Das Thema Hongkong sei erledigt – jetzt stehe Taiwan ganz oben auf der Liste von China, sagt Daryl Liew im Interview mit finews.ch. Das Klima werde künftig härter werden, so der Investmentchef der Bank Reyl in Singapur.
Herr Liew wie hat Asien auf den Wahlsieg von Joe Biden reagiert?
Die meisten Länder Asiens wünschten sich einen Sieg von Joe Biden. Interessante Ausreisser waren dabei Taiwan und Vietnam. Bei beiden gibt es relativ starke anti-chinesische Strömungen. Diejenigen Länder Asiens, die mit China Auseinandersetzungen erlebten, würden eine Regierung Donald Trump bevorzugen. Sie schätzen ihn als geeigneter ein, sich gegen China zu stellen.
«Die anti-chinesischen Strömungen sind parteiübergreifend»
Das Fehlen einer Aussenpolitik, Trumps Unberechenbarkeit und der Handelskrieg, der sich für viele asiatische Exportfirmen negativ ausgewirkt hat, waren für alle anderen Länder hingegen gewichtigere Faktoren – deshalb bevorzugten sie eine Rückkehr zur Normalität.
Werden die Spannungen in Asien unter einer Administration Biden abnehmen?

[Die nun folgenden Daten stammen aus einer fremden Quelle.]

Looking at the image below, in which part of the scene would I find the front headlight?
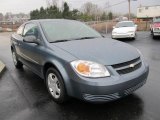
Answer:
[71,60,110,78]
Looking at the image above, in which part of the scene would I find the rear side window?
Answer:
[17,25,24,35]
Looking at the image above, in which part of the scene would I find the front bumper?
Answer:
[68,63,149,102]
[112,33,135,39]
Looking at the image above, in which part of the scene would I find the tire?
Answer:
[46,67,68,104]
[12,50,23,69]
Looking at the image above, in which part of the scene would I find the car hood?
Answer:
[113,27,136,33]
[53,38,140,65]
[153,22,160,27]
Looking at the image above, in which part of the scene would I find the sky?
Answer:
[0,0,160,14]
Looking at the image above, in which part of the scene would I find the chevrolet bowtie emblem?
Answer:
[129,64,135,68]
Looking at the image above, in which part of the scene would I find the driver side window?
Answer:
[23,23,39,38]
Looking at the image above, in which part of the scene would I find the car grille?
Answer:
[112,57,142,75]
[83,80,146,102]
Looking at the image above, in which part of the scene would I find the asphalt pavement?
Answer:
[0,32,160,120]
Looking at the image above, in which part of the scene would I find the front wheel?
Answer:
[12,50,23,69]
[46,67,67,103]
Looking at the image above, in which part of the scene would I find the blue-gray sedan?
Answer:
[11,19,149,103]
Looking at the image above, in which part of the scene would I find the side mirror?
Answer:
[23,35,39,45]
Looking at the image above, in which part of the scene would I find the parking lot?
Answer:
[0,32,160,120]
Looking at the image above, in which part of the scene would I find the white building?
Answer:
[137,5,160,18]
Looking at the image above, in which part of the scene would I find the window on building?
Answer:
[139,9,142,13]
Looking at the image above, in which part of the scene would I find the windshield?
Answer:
[116,22,134,28]
[153,18,160,23]
[41,20,102,42]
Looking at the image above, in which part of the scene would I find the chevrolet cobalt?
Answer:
[11,19,149,103]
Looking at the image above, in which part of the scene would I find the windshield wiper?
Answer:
[50,39,71,43]
[75,37,97,40]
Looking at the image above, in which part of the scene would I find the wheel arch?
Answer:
[42,61,71,94]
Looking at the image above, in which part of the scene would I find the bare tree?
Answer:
[46,0,58,7]
[81,2,103,16]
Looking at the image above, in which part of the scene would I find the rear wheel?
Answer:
[46,67,67,103]
[12,50,23,69]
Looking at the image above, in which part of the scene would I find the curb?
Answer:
[0,61,6,77]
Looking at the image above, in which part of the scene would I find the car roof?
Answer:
[28,19,79,23]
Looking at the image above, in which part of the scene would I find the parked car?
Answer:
[112,21,137,39]
[11,19,149,103]
[150,17,160,38]
[0,27,3,32]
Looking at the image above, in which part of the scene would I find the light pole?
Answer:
[128,0,137,20]
[128,0,131,20]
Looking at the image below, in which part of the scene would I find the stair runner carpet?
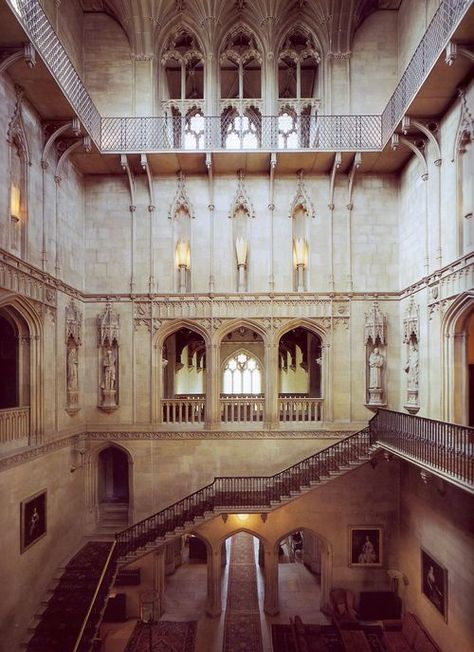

Die anti-chinesischen Strömungen sind nicht einfach nur eine republikanische Sache. Sie sind parteiübergreifend und erstrecken sich übers gesamte Land. Und sie haben sich noch weiter verbreitet, bis nach Europa und Indien, Vietnam und in andere Teile Asiens – die Gefühlslage ist ziemlich stark verankert.
Falls Biden gegen China eine weichere Linie fahren sollte, wird er innenpolitischen Gegenwind verspüren. Deshalb wird er diesbezüglich behutsam vorgehen. In Handelsfragen hat Biden sich gegen Krieg und Zölle ausgesprochen und diese als «lose-lose»-Situation bezeichnet. Dort erwarte ich einen Rückbau der Zölle.
Kommen die Handelsbeziehungen schon bald aufs Tapet?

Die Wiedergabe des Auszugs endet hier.